Yıl içinde ramazan ayı, geceler içinde Kadir Gecesi ne kadar önemli ise günler içinde cuma günü de o kadar önemlidir. Çünkü cuma günü Müslümanların bir araya geldikleri ve cemaatle haftalık ibadetlerini ifa ettikleri önemli bir gündür. Cuma günü Müslümanların en önemli görevi haftalık ibadet olan cuma namazını kılmalarıdır. Cuma suresinde yüce Allah bütün müminlere şöyle seslenmektedir: “Ey iman edenler! Cuma günü namaz için çağrı yapıldığı zaman, hemen Allah'ın zikrine koşun ve alış verişi bırakın. Eğer bilirseniz bu, sizin için daha hayırlıdır." (Cuma, 9)

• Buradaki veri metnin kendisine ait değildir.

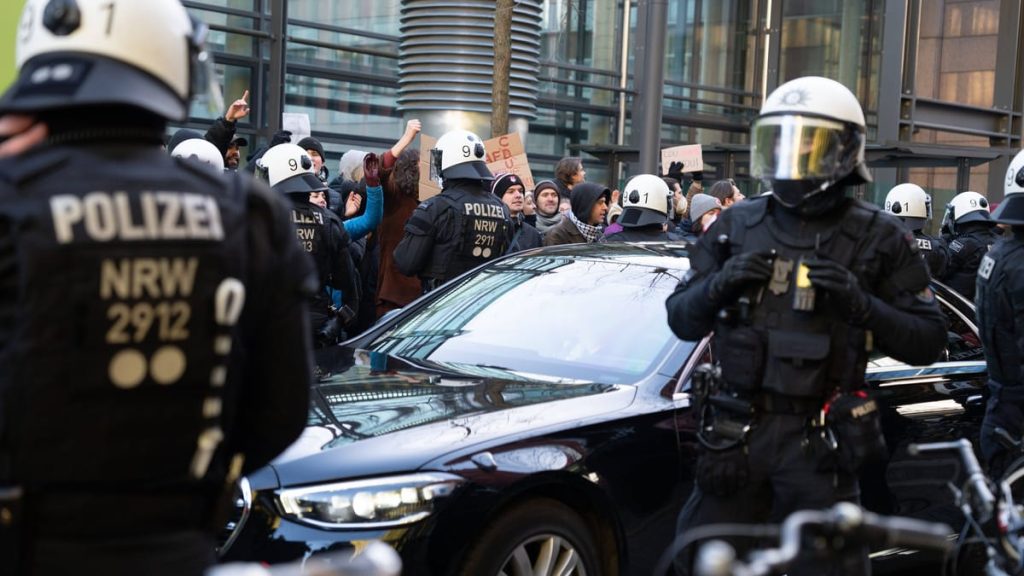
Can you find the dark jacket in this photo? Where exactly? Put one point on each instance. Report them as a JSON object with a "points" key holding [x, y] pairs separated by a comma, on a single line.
{"points": [[564, 233], [394, 289], [142, 459], [523, 236], [903, 316], [220, 134], [966, 250]]}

Ayette ezana, cuma gününe, cuma namazına, cuma namazının farz oluşuna, cuma hutbesine, cuma saatinde alış veriş yapılmaması gerektiğine işaret edilmektedir.

I. Cuma Günü

Ayette geçen “el-cumu'ati" kelimesi, “toplamak, bir araya getirmek" anlamına gelen “cem'" kökünden türetilmiş bir isimdir. Müslümanlar öğle saatinde camide toplanıp birlikte cuma namazı kıldıkları için Arapların daha önce “arube" dedikleri haftanın bu gününe “cuma günü" denilmiştir.

Haftanın en değerli günü cuma günüdür. Peygamberimiz (s.a.s.) cuma gününün faziletini şöyle beyan etmiştir: “Üzerine güneşin doğduğu en hayırlı gün cuma günüdür; Âdem o gün yaratılmış, o gün cennete girmiş ve o gün cennetten çıkarılmıştır. Kıyamet de cuma günü kopacaktır." (Müslim, Cuma, 18)

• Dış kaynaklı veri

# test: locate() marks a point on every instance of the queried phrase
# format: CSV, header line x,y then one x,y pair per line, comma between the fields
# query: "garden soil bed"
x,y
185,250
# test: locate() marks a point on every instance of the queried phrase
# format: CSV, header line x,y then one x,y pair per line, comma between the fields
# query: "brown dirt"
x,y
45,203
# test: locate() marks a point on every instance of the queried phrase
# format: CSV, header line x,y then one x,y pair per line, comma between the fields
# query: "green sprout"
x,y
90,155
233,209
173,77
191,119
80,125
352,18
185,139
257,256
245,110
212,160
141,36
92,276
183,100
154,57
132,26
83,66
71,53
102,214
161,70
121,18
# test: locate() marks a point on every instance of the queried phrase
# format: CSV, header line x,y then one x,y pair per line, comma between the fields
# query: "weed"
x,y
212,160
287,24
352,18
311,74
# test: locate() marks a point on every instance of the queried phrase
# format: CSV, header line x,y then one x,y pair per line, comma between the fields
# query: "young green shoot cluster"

Cuma, Müslümanların haftalık bayramıdır. Bu itibarla Müslümanlar, perşembe günü akşamdan bu güne hazırlanırlar. Cumaya hazırlık için boy abdesti alırlar, temiz elbise giyerler, güzel koku sürünürler. Bunu Peygamberimizin bir tavsiyesi olarak yerine getirirler. Çünkü Peygamberimiz (s.a.s.); “Cumaya gelmek isteyen kimse boy abdesti alsın." (Müslim, Cuma, 2) “Ergen olan her kişinin cuma günü gusletmesi, ağız ve diş temizliği yapması ve yeteri kadar güzel koku sürünmesi gerekir." (Müslim, Cuma, 7) buyurmuştur.

Müslümanlar cuma günü Kur'an okumak, zikir ve tefekkür etmek, Peygamberimize salât ve selâm getirmek, tövbe ve istiğfar etmek, camiye gidip vaaz ve hutbe dinlemek suretiyle böyle değerli ve önemli bir günün manevî feyzinden yararlanmaya çalışırlar.

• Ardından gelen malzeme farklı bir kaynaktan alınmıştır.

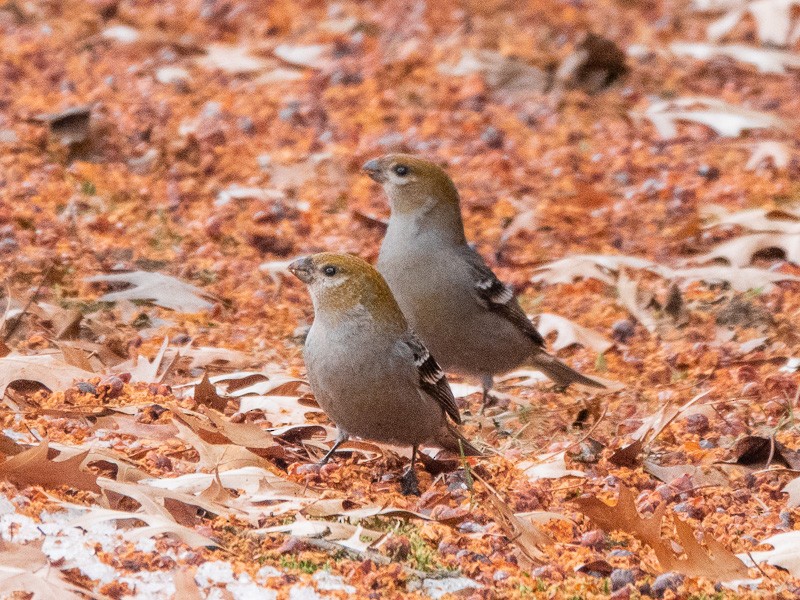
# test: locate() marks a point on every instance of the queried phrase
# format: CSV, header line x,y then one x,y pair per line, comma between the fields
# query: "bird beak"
x,y
303,269
373,169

“Cuma gününde bir saat vardır ki Müslüman, bu saate isabet ederek hayırlı bir şey isterse Allah ona istediğini verir." (Müslim, Cuma, 15) anlamındaki Peygamberimizin sözüne uyarak dua ve niyazda bulunurlar.

II. Ezan

Ayette geçen “nida" ezan anlamındadır. “Namaz için çağrı yapıldığı zaman" cümlesi, namaz öncesinde ezan okunmasını ifade eder.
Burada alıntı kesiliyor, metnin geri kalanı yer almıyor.